The in vitro tests performed on the other cell lines mentioned were carried out under analogous conditions as described in the above publication by F.K. Habib et al. described.

With all the compounds and cell lines tested, it was found that in these in vitro tests at concentrations of only 0.1 to 1 ng of the compound of the formula I per ml of culture medium, no significant inhibition of the cell proliferation of these cancer cells could be found. However, as soon as the concentration of the active compound of the formula I was increased to 2-100 ng per ml, there was a strong inhibition, until finally a complete inhibition of the cell growth, in all the compounds and all the tumor cell lines tested.

With the help of the cell lines of the cancer cells mentioned, for example with DU-145, the inhibition of the undesired cell proliferation was also tested on the basis of the uptake of tritium-labeled thymidine, that is to say 3H-thymidine, by the cancer cells in question. The implementation of this in vitro test is described in more detail below, and the corresponding cultures were grown in the presence of an active ingredient of the formula I, or the cultures for comparison purposes, in the absence of such an active ingredient for three to nine days. In this test, it was found that in all of the active compounds of formula I tested and in all cell lines tested, there was a clear inhibition of thymidine uptake at concentrations of the active compound from 2 ng per ml to 100 ng per ml of the cell culture. In the DU-145 cells, the thymidine uptake at a concentration of the active ingredient of 10 ng per ml, depending on the active ingredient tested, had decreased to 10% to 60% of the increase, compared to the cultures without addition of active ingredient (100%).

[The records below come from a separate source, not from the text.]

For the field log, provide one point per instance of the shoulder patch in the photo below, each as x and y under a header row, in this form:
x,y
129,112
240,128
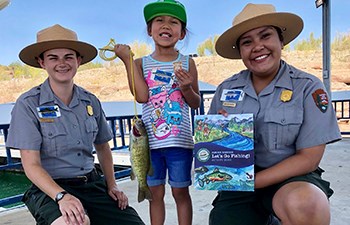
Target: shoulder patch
x,y
321,99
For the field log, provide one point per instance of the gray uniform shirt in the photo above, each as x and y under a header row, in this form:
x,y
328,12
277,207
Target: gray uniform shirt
x,y
64,135
293,112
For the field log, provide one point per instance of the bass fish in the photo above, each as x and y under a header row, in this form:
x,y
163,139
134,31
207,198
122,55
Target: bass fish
x,y
140,158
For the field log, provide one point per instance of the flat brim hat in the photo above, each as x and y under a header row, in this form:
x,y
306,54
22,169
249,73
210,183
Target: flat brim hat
x,y
56,37
165,8
255,16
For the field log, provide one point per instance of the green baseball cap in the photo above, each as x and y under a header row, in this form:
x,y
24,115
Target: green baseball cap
x,y
165,7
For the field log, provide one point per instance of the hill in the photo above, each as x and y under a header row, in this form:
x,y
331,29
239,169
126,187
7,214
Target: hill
x,y
109,83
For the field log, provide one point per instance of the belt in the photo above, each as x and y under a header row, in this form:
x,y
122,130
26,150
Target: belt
x,y
80,180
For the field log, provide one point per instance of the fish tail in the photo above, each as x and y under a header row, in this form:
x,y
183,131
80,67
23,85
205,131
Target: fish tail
x,y
132,175
144,193
200,182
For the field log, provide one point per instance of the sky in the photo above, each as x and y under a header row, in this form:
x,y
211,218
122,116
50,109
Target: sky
x,y
96,21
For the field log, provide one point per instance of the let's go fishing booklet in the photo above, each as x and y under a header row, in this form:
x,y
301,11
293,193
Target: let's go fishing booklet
x,y
224,152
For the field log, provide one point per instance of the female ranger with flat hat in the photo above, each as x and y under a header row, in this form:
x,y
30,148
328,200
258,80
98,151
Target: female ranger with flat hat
x,y
293,121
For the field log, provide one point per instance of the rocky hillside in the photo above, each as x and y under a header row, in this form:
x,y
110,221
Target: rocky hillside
x,y
110,84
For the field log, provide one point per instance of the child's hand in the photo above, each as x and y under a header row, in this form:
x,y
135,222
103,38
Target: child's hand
x,y
122,51
184,79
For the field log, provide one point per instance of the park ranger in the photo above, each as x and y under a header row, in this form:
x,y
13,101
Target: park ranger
x,y
56,126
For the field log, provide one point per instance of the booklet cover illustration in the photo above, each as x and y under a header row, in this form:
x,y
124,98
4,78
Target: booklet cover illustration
x,y
224,152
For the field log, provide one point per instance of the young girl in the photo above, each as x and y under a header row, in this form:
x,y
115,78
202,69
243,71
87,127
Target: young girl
x,y
166,82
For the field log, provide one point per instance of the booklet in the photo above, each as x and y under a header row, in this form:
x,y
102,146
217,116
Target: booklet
x,y
224,152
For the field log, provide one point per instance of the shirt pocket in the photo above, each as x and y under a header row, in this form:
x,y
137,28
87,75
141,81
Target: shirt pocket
x,y
91,129
283,125
55,139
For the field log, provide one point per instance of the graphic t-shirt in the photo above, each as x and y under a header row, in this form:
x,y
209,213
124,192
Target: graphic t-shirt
x,y
166,114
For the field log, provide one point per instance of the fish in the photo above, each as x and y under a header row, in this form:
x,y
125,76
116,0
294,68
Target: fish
x,y
215,176
140,158
201,170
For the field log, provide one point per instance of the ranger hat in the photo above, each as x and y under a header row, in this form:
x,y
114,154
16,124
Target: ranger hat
x,y
56,37
254,16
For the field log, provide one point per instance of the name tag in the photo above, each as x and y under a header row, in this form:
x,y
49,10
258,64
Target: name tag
x,y
230,95
48,112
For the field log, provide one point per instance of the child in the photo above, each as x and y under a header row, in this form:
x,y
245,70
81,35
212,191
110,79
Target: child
x,y
166,82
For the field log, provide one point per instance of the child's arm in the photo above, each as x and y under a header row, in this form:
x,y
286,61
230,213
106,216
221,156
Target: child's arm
x,y
188,82
141,88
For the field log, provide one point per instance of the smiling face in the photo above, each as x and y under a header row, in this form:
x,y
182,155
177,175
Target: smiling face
x,y
261,50
61,65
166,31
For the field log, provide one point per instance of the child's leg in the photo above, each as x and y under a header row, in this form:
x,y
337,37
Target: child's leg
x,y
179,163
183,205
157,206
156,183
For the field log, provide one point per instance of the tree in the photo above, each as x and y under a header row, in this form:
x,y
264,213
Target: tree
x,y
208,46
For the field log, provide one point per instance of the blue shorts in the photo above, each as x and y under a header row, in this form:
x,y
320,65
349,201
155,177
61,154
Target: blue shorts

In vivo testing of the inhibition of cell growth in benign prostatic hyperplasia in humans was carried out using the nude mouse model according to the method described by B. Wagner, U. Otto, H. Becker, S. Schröder and H. Kosterhalfen in the book « Benign Prostatopathies », ed. W. Vahlensieck and G. Rutishauser, G. Thieme Verlag, Stuttgart, pp. 129-133 (1992). In this procedure, male, three-month-old MNRI nu / nu mice have their testicles removed, and the day after, human tissue is implanted subcutaneously on both sides of the chest. The growth of the transplanted human tissue was stimulated hormonally with dihydrotestosterone and estradiol, the size of the tumors was tested in the test group with administration of the active compounds of the formula I and in the comparison group without administration of these active compounds. The active compounds of the formula I were administered orally to the animals in the test group. The corresponding active compounds of the formula I were administered to the animals in an amount of 0.2 mg-20 mg, e.g. 0.4-0.6 mg per kg body weight administered per day. Oral treatment was given one week after the transplant and continued until the sixth week after the transplant. A comparison of the hormone-stimulated group without administration with the hormone-stimulated group with the administration of the active substances of the formula I showed an increase in the transplanted tumors to more than twice the value without administration of the active substances, while the transplanted tumors to a volume below the volume before the treatment in the group with hormone stimulation plus administration of the active substances. In some cases, the tumor size had decreased to less than half the value before treatment, after four weeks or after six weeks of treatment.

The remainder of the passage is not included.